Mais encore ? « Aujourd’hui, ils ne sont pas assez évalués ni encadrés alors que l’on n’a aucun recul. Les cas des huîtres triploïdes (…) sont emblématiques : on les a introduits massivement au risque de déséquilibrer complètement les écosystèmes, sans appliquer le principe de précaution ».

Concrètement, les producteurs d’huîtres naturelles accusent les huîtres triploïdes d’être responsables du développement d’une maladie, le virus de l’herpès (appelé OsHV-1), qui décime, depuis 2008, les parcs à huîtres dont la production est passée de 130 000 à 80 000 tonnes. Des accusations qui ont toujours été démenties par l’Ifremer, l’institut soulignant que le lien de causalité entre la triploïde et cette maladie n’a jamais été établi.

Quand la justice s’en mèle…

La bataille entre huîtres naturelles et huîtres modifiées s’est déplacé sur le terrain judiciaire. Il y a quatre ans, les producteurs d’huîtres naturelles ont saisi le tribunal administratif pour « développement de biotechnologies sans en mesurer les conséquences ».

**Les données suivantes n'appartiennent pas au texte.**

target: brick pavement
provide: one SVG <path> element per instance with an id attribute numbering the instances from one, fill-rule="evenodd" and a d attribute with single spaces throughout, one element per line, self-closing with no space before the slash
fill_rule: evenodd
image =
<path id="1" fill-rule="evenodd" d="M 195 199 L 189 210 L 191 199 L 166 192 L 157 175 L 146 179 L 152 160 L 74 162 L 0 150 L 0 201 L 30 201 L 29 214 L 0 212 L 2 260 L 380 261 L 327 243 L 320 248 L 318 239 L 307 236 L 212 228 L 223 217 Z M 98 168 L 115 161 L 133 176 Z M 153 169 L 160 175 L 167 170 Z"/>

Résultat ? La procédure est toujours en cours : des producteurs ont déposé un référé devant le tribunal administratif de Rennes contre l’Ifremer en octobre 2014 pour négligence. Un nouveau rebondissement intervenu à la suite de la publication d’un rapport, rendu public par Le Canard enchaîné en août 2014, épinglant l’Ifremer. « S’il n’accuse pas nommément l’huître triploïde d’avoir facilité le travail de l’éradicateur OsHV-1, ce rapport reproche à l’institut de recherche d’avoir tardé à sonner le tocsin, en gardant confidentiels des résultats d’analyses sur la vélocité du virus », écrit Le Canard.

Des huîtres modifiées qui rapporteraient 200 000 euros par an à l’institut public

Pourquoi l’Ifremer aurait-elle tardé à sonner l’alerte devant la rapidité de la diffusion de la maladie de l’herpès, qui touche aujourd’hui entre 60 et 90 % de la production des huîtres de moins d’un an ? Selon les défenseurs de l’huître naturelle, ce « manque de zèle » s’expliquerait « par la volonté de l’Ifremer de ne pas ternir la réputation de sa triploïde, dûment brevetée jusqu’à cette année, ce qui lui aurait rapporté pas loin de 200 000 euros par an ».

200 000 euros par an pour breveter des huîtres modifiées par un institut dépendant du ministère de l’Écologie ? On se pince pour le croire.
En attendant l’issue judiciaire, on vous souhaite bon appétit.